Norbert Himmler bleibt trotz Kritik weiter ZDF-Intendant
Norbert Himmler bleibt nach einer Abstimmung im Rundfunkrat für eine weitere Amtszeit Intendant des ZDF. Seine Wiederbestellung erfolgte ohne nennenswerten Widerstand, obwohl die Diskussionen über die Ausrichtung des Senders anhalten. Die Entscheidung verlängert seine Führung in einer Phase, in der traditionelle Programmformate nach wie vor großen Einfluss auf das ZDF-Angebot haben.

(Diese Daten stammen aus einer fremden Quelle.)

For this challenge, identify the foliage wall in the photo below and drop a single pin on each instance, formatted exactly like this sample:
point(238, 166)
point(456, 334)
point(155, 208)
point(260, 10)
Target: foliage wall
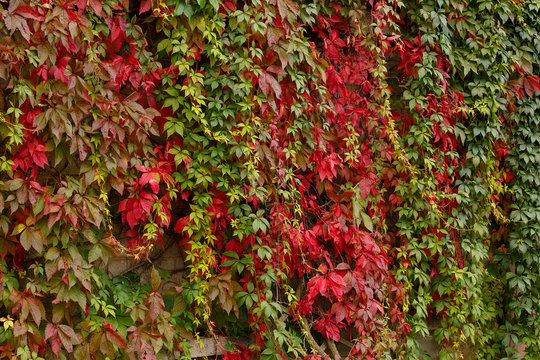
point(336, 174)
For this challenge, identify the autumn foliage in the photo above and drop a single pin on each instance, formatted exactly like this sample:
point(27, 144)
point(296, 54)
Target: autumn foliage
point(335, 174)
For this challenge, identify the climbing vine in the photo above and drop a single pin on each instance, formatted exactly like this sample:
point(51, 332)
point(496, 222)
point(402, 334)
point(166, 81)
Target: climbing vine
point(340, 178)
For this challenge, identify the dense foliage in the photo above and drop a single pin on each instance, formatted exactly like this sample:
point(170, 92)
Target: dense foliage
point(337, 175)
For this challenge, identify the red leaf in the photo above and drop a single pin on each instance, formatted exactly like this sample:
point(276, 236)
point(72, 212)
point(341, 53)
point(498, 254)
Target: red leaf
point(50, 331)
point(96, 4)
point(115, 338)
point(267, 81)
point(146, 5)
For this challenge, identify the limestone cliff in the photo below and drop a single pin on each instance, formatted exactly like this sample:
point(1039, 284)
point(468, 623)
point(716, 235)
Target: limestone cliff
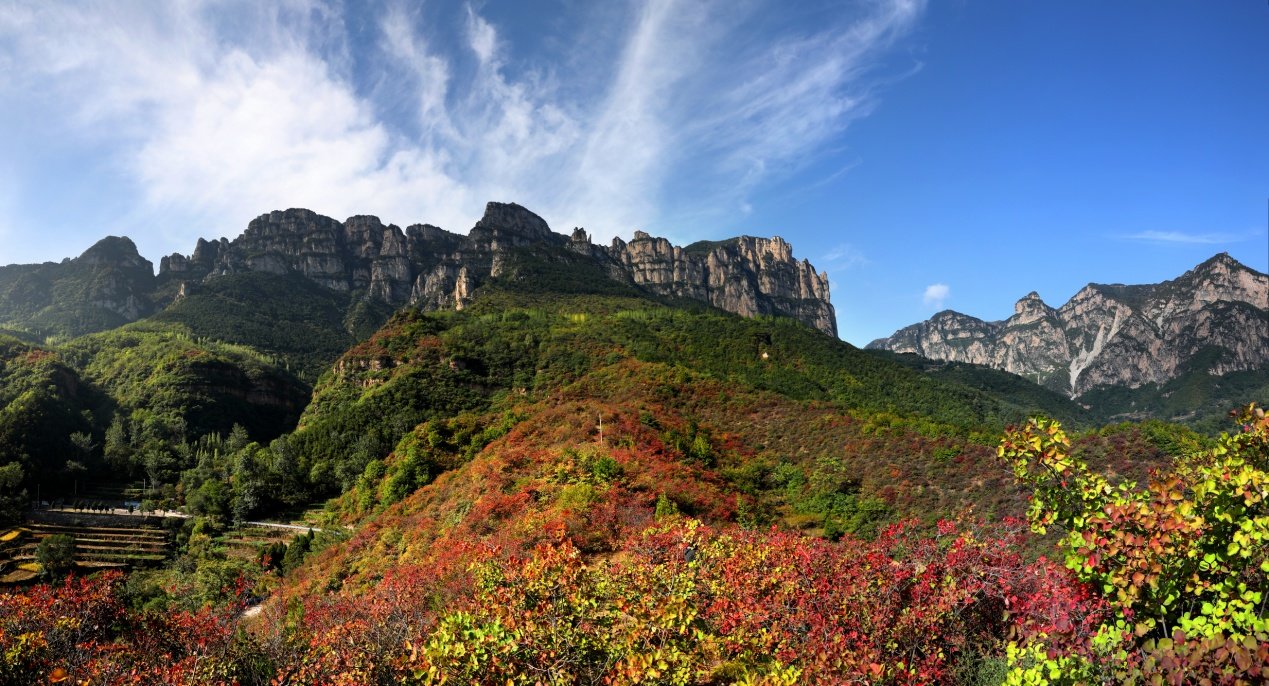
point(433, 268)
point(108, 285)
point(1113, 335)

Himmler blickt auf eine mehr als zwanzigjährige Karriere beim ZDF zurück. 1998 stieg er als Volontär ein, nachdem er bereits als studentische Hilfskraft und freier Mitarbeiter für den Sender gearbeitet hatte. Der 1971 in Mainz Geborene studierte Politikwissenschaft und Germanistik, bevor er sich innerhalb des Senders hocharbeitete.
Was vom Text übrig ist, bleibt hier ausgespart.